I found Dave Pell’s comments on this curious:
Those of us who are addicted to sifting through our own blog stats are quite aware of the fact that a link from a blog often drives a whole lot more traffic than a mention in a mainstream pub. Now marketers are starting to figure this out.
I’m not “addicted” to checking stats, but being this is part of our business, naturally we keep track. These numbers tend to flucuate quite a bit, but if linked enough times average numbers start to develope.

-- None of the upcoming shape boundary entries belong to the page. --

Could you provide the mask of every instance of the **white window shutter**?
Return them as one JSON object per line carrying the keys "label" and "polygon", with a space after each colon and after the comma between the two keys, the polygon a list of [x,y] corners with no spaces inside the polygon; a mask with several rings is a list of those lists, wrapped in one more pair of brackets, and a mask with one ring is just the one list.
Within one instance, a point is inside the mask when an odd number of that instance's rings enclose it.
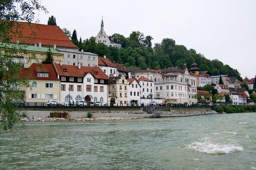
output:
{"label": "white window shutter", "polygon": [[54,94],[53,95],[54,99],[58,99],[58,95],[57,94]]}

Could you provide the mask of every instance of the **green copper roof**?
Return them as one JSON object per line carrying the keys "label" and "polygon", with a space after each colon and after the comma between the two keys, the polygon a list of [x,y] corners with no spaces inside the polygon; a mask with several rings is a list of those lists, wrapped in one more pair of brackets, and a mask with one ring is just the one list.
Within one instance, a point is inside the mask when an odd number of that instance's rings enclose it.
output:
{"label": "green copper roof", "polygon": [[[4,43],[0,43],[0,46],[3,47],[4,45]],[[42,53],[47,53],[48,51],[48,47],[39,47],[34,46],[32,45],[20,45],[20,46],[19,46],[18,45],[15,44],[15,43],[11,43],[8,46],[11,46],[12,47],[15,48],[17,49],[17,50],[18,50],[20,49],[21,48],[26,50],[27,51],[33,51],[33,52],[41,52]],[[53,48],[50,48],[51,50],[51,52],[52,54],[56,54],[62,55],[62,54],[60,52],[60,50],[57,49],[55,50]]]}

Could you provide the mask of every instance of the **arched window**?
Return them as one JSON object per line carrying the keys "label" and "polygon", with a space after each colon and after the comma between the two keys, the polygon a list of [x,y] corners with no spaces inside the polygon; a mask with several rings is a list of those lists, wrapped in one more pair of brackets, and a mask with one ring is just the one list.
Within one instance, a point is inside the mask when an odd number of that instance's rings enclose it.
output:
{"label": "arched window", "polygon": [[81,96],[80,96],[79,95],[78,95],[75,97],[75,100],[77,100],[78,101],[79,101],[80,100],[82,100],[82,97],[81,97]]}
{"label": "arched window", "polygon": [[71,95],[68,95],[65,97],[65,102],[68,102],[70,100],[73,100],[73,97]]}

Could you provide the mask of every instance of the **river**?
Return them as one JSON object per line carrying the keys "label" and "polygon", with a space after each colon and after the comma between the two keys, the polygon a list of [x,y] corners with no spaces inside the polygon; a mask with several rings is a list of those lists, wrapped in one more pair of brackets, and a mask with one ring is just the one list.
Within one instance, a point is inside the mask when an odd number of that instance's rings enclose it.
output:
{"label": "river", "polygon": [[24,124],[0,169],[256,169],[256,113]]}

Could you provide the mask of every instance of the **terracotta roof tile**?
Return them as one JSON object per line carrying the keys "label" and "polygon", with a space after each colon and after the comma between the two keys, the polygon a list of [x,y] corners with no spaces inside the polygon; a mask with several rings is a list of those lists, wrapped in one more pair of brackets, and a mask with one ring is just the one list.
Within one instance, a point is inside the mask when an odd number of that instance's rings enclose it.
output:
{"label": "terracotta roof tile", "polygon": [[[77,77],[83,77],[89,72],[96,79],[109,80],[108,76],[98,67],[81,66],[79,69],[77,66],[63,64],[60,66],[59,64],[54,63],[57,73],[60,75],[71,76]],[[64,71],[64,69],[66,71]],[[96,74],[97,73],[97,74]]]}
{"label": "terracotta roof tile", "polygon": [[140,81],[145,81],[145,82],[153,82],[153,81],[150,80],[146,78],[146,77],[140,77],[139,78],[138,80],[137,80],[137,81],[139,82]]}
{"label": "terracotta roof tile", "polygon": [[[42,43],[42,45],[53,46],[56,44],[57,47],[78,48],[62,31],[59,26],[50,26],[36,23],[31,23],[33,30],[36,34],[31,35],[31,30],[27,22],[18,22],[24,29],[23,35],[26,37],[21,37],[18,40],[13,36],[11,42],[16,43],[17,40],[24,41],[28,44],[38,44]],[[37,27],[39,29],[37,29]]]}

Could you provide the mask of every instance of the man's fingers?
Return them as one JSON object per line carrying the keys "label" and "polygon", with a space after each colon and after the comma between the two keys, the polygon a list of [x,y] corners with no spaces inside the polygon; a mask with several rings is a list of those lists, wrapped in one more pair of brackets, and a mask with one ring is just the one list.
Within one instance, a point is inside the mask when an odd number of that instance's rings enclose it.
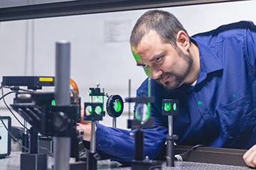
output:
{"label": "man's fingers", "polygon": [[256,145],[247,150],[242,157],[247,165],[256,167]]}

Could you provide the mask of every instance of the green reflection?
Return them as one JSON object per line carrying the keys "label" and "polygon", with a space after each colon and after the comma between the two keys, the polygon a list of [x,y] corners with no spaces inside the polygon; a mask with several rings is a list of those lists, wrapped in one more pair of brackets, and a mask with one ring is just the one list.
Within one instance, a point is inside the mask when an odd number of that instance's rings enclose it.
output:
{"label": "green reflection", "polygon": [[171,103],[164,103],[164,110],[169,111],[171,110]]}
{"label": "green reflection", "polygon": [[177,105],[176,103],[174,103],[173,105],[173,108],[174,108],[174,110],[176,111],[176,110],[177,109]]}
{"label": "green reflection", "polygon": [[121,110],[121,103],[119,100],[114,101],[114,109],[116,112],[119,112]]}

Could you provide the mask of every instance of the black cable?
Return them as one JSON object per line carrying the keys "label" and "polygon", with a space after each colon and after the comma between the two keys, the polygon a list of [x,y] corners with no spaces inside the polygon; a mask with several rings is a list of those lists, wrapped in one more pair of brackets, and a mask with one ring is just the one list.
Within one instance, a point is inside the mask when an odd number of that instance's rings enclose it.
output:
{"label": "black cable", "polygon": [[24,125],[23,125],[21,121],[18,119],[18,118],[15,115],[15,114],[11,111],[11,110],[10,109],[10,108],[8,106],[8,105],[6,104],[6,102],[4,100],[4,97],[6,96],[7,96],[8,94],[12,94],[12,93],[16,93],[17,91],[10,91],[7,94],[6,94],[5,95],[4,95],[4,89],[1,88],[1,91],[2,91],[2,97],[0,98],[0,100],[3,98],[4,103],[5,104],[5,106],[6,106],[6,108],[8,108],[8,110],[11,113],[11,114],[14,115],[14,117],[17,120],[17,121],[25,128],[28,131],[29,131],[29,130]]}
{"label": "black cable", "polygon": [[28,151],[28,150],[29,150],[28,148],[27,148],[26,147],[24,147],[18,140],[17,140],[16,138],[14,137],[14,135],[12,134],[12,132],[11,132],[11,130],[9,130],[7,128],[7,127],[6,127],[6,125],[4,124],[4,120],[3,120],[3,119],[2,119],[2,118],[1,118],[1,115],[0,115],[0,120],[1,120],[1,123],[3,123],[4,128],[5,128],[6,130],[7,130],[8,134],[11,137],[11,138],[12,138],[15,142],[18,142],[18,143],[22,147],[22,148],[23,148],[24,149]]}
{"label": "black cable", "polygon": [[3,86],[4,88],[10,89],[11,91],[24,91],[26,92],[31,92],[33,93],[32,91],[21,89],[19,86]]}
{"label": "black cable", "polygon": [[49,149],[47,147],[42,147],[41,145],[40,145],[40,144],[39,144],[39,147],[43,149],[46,150],[46,152],[47,152],[47,154],[48,154],[49,157],[53,157],[53,154],[50,153],[50,152],[49,151]]}

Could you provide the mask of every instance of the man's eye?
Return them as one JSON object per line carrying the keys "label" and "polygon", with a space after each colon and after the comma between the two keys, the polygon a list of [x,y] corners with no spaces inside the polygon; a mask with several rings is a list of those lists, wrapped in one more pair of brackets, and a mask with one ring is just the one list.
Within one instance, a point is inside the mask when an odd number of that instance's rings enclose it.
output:
{"label": "man's eye", "polygon": [[143,69],[148,69],[149,68],[149,65],[142,65],[141,66]]}
{"label": "man's eye", "polygon": [[162,57],[159,57],[156,58],[156,59],[155,59],[155,61],[156,61],[156,62],[161,62],[161,59],[162,59]]}

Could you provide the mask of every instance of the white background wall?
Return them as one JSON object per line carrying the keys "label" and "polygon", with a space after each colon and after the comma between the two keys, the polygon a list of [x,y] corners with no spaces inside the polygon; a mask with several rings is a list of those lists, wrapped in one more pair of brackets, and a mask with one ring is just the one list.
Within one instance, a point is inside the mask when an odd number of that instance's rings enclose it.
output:
{"label": "white background wall", "polygon": [[[256,23],[255,7],[255,1],[246,1],[162,9],[174,13],[192,35],[241,20]],[[71,76],[80,88],[83,101],[89,101],[87,89],[96,82],[100,82],[109,94],[127,97],[128,79],[132,79],[132,96],[135,96],[136,89],[146,76],[142,69],[136,66],[130,52],[129,37],[137,19],[146,11],[1,23],[0,76],[54,76],[55,42],[66,40],[71,42],[72,47]],[[107,28],[110,25],[114,31]],[[114,38],[112,40],[110,35]],[[26,48],[26,38],[28,48]],[[13,96],[6,98],[9,103],[12,102],[12,98]],[[1,115],[9,115],[3,108],[2,101],[0,106]],[[125,108],[127,110],[127,106]],[[118,119],[117,126],[126,128],[126,118],[124,116]],[[14,118],[12,121],[13,125],[18,125]],[[103,123],[110,125],[111,119],[105,118]]]}

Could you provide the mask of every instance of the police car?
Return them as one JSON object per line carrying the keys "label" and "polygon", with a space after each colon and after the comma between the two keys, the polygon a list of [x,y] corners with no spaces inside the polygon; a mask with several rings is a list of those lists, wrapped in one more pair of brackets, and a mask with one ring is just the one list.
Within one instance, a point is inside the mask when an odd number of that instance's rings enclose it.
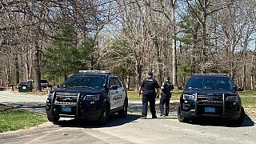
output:
{"label": "police car", "polygon": [[238,91],[243,88],[234,86],[226,74],[193,74],[182,90],[178,110],[179,122],[203,117],[222,118],[233,125],[242,124],[246,114]]}
{"label": "police car", "polygon": [[46,100],[50,122],[60,117],[108,122],[110,114],[127,115],[128,98],[122,79],[107,70],[80,70],[67,78]]}

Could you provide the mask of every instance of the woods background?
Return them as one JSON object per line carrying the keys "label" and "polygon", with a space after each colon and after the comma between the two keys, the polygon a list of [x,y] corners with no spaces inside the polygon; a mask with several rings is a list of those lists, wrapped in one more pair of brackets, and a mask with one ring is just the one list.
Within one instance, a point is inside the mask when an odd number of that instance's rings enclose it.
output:
{"label": "woods background", "polygon": [[110,70],[133,88],[148,70],[184,85],[229,74],[255,89],[254,0],[2,0],[0,85]]}

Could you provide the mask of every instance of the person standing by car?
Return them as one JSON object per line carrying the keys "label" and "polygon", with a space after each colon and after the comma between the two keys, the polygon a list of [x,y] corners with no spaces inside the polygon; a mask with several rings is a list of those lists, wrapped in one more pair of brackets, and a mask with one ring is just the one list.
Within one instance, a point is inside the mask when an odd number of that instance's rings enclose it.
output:
{"label": "person standing by car", "polygon": [[[158,82],[153,78],[153,73],[150,71],[148,73],[148,78],[144,79],[138,89],[139,96],[142,94],[142,119],[146,119],[147,115],[147,106],[150,102],[150,112],[152,114],[152,118],[157,118],[155,111],[155,98],[160,94],[160,86]],[[155,92],[157,90],[158,93]]]}
{"label": "person standing by car", "polygon": [[[169,114],[169,105],[170,98],[171,98],[170,90],[174,89],[174,85],[170,82],[170,77],[166,78],[166,82],[162,83],[162,94],[160,98],[160,116],[168,116]],[[164,112],[164,105],[166,105],[166,110]]]}

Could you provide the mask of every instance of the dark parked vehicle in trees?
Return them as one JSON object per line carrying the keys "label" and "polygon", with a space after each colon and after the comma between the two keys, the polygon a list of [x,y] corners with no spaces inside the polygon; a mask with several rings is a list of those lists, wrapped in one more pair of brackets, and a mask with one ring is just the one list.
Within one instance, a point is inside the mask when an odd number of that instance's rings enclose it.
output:
{"label": "dark parked vehicle in trees", "polygon": [[179,122],[191,118],[222,118],[233,125],[242,125],[245,111],[237,91],[242,87],[234,85],[226,74],[193,74],[180,97],[178,110]]}
{"label": "dark parked vehicle in trees", "polygon": [[127,92],[118,76],[106,70],[79,72],[50,91],[46,101],[50,122],[74,117],[106,124],[110,114],[127,115]]}

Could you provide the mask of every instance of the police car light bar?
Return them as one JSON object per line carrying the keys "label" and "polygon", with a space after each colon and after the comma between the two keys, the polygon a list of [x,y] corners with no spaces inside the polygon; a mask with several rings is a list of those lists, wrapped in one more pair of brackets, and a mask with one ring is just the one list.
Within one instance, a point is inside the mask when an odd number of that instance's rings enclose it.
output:
{"label": "police car light bar", "polygon": [[110,70],[79,70],[82,74],[111,74]]}

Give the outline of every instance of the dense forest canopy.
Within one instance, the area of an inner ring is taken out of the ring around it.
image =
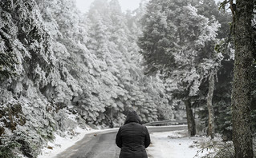
[[[187,119],[191,136],[230,140],[232,14],[218,8],[151,0],[123,12],[95,0],[82,14],[75,0],[1,1],[0,156],[36,157],[54,133],[118,127],[132,109],[144,123]]]

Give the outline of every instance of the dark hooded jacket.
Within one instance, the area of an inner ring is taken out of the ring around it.
[[[127,115],[117,132],[116,144],[121,148],[120,158],[148,158],[145,148],[150,144],[149,133],[135,111]]]

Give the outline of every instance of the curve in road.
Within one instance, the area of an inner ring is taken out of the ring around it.
[[[161,132],[187,129],[186,125],[147,127],[149,132]],[[118,129],[86,135],[75,145],[55,158],[118,158],[120,148],[116,145]]]

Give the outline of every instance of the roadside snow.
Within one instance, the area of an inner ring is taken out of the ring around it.
[[[83,139],[87,134],[110,130],[117,130],[117,128],[95,130],[89,128],[87,129],[76,128],[74,129],[74,133],[75,133],[73,134],[74,136],[67,132],[65,137],[55,135],[55,140],[49,142],[43,148],[42,154],[38,158],[54,158]],[[147,148],[148,158],[193,158],[200,150],[197,148],[199,142],[205,138],[189,137],[187,132],[187,130],[181,130],[151,133],[152,144]],[[205,153],[200,154],[197,158]]]
[[[148,158],[193,158],[200,150],[202,137],[189,137],[187,130],[152,132],[152,144],[147,148]],[[205,153],[200,153],[201,157]]]
[[[66,136],[60,136],[55,134],[55,139],[53,142],[48,142],[47,145],[43,148],[42,154],[38,156],[38,158],[52,158],[55,157],[59,153],[65,151],[67,148],[74,145],[75,142],[80,140],[84,137],[86,134],[93,133],[99,130],[95,130],[87,128],[87,129],[83,129],[79,127],[74,129],[75,136],[70,133],[66,133]]]

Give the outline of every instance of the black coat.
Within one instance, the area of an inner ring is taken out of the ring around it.
[[[128,114],[124,124],[119,128],[116,144],[121,148],[120,158],[148,158],[145,148],[150,144],[149,133],[136,112]]]

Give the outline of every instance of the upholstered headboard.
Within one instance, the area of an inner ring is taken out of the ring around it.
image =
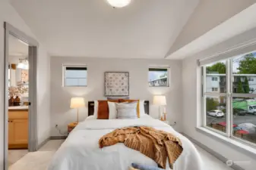
[[[150,114],[150,101],[144,101],[144,110],[146,114]],[[94,101],[88,101],[88,116],[93,115],[94,113]]]

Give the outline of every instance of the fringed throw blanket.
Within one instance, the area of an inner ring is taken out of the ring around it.
[[[177,137],[145,126],[118,128],[99,141],[100,148],[117,143],[124,143],[126,147],[140,151],[162,168],[166,168],[167,157],[172,168],[173,163],[183,150],[182,142]]]

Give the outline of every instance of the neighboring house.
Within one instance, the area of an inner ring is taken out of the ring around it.
[[[148,84],[150,86],[167,86],[167,76],[150,80]]]
[[[235,74],[232,77],[232,91],[237,92],[239,79],[241,82],[247,77],[249,84],[250,93],[256,94],[256,74]],[[209,73],[206,76],[206,91],[226,93],[226,74]]]

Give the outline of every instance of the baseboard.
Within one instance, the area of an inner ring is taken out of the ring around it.
[[[187,134],[185,134],[184,133],[181,133],[181,134],[182,134],[184,136],[185,136],[187,138],[188,138],[191,142],[195,144],[196,145],[198,145],[201,148],[204,149],[205,151],[210,153],[211,155],[213,155],[214,157],[216,157],[216,159],[218,159],[219,160],[220,160],[223,163],[226,164],[226,162],[229,160],[228,159],[225,158],[223,156],[222,156],[220,153],[215,152],[214,150],[213,150],[212,149],[205,146],[204,144],[200,143],[199,141],[193,139],[190,136],[188,136]],[[230,167],[232,168],[233,168],[234,170],[245,170],[244,168],[241,168],[240,166],[239,166],[235,163],[233,163]]]
[[[45,141],[43,141],[41,144],[37,145],[36,150],[39,150],[43,145],[45,145],[49,141],[50,141],[50,138],[46,138]]]
[[[50,140],[61,140],[61,139],[66,139],[67,136],[51,136]]]

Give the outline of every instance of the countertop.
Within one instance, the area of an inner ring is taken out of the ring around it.
[[[28,106],[9,107],[8,110],[28,110]]]

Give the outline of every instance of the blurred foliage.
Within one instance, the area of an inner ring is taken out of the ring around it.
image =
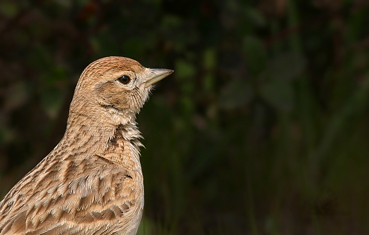
[[[0,195],[105,56],[175,72],[138,117],[139,234],[369,233],[365,0],[2,0]]]

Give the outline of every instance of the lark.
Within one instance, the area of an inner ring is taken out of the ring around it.
[[[134,235],[144,207],[136,115],[172,70],[100,59],[82,72],[60,143],[0,202],[0,235]]]

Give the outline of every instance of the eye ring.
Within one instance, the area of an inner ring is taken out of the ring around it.
[[[121,77],[118,78],[117,80],[121,83],[123,83],[123,84],[128,84],[131,81],[131,78],[126,75],[123,75]]]

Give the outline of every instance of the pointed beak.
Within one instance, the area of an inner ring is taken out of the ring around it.
[[[147,88],[154,83],[157,82],[174,72],[166,69],[150,69],[152,74],[149,80],[145,82],[145,88]]]

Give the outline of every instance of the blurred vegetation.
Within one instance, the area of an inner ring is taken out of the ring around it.
[[[369,15],[365,0],[1,0],[0,196],[61,138],[83,70],[121,55],[175,71],[138,117],[139,234],[369,234]]]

Here is a small sampling of blog and news sources and the approximate amount in unique visitors received at Hmm (the first day unless otherwise denoted), the number in parenthesis is the times used to calculate these approximations. The traffic from all sites have a significant dropoff off the second and subsequent days as the links are pushed off the main page and into the archives. Some sites have pretty good archive traffic.
slashdot (2) - 10,000
spiegel.de news (1) - 5,000
CNET news (1) - 225
scoble.weblogs.com (5+) - 125
Metafilter (1) - 100
scripting.com (3) - 90
digg.com, non-frontpage (5+) - 25-50
Blogcritics (dozens) - 15-25
cinematical.com top 20 commenter link - 10 per day
The amount of unique visitors sent doesn’t always indicate overal traffic flow or site popularity. Take for instance Blogcritics, one of the very few blog Google News sources, which publishes dozens of articles/reviews/posts per day from a wide variety of writers and does some 50,000+ unique visitors per day as of this writing. The amount of traffic received from a story at Blogcritics can vary wildly from a few hits to hundreds.
Mainstream news source links have produced a good amount of traffic comparatively to blogs in our experience, but I’d be the first one to admit that site visitor patterns vary from site to site and even day to day in the case of some blogs.
Bottom line: read others often, link others often, including but not limited to blogs, mainstream news, and interesting/useful sites. What comes around goes around.
Related Posts- Congrats to Blogcritics for 10 million visitors
- Some bloggers worry too much about traffic
- How much should your blog / website charge for advertising?
- Proof that Google spam fight is not a “sham”
- Kottke’s Digg vs. Slashdot traffic comparison
- Yahoo blog search hide and don’t seek yet




Not that this matters any, but a friend of mine’s daughter works on the Audi advertising account. I poked my nose in to see if they were the ones that spent the 0.5% of the budget, and they said .. no… that’s the interactive division. Now my question is… is that 0.5 of the interactive budget? Because that would be something else if so. I’d follow up, but only if other people really cared to know since that’s about as far as I feel like going on my own accord.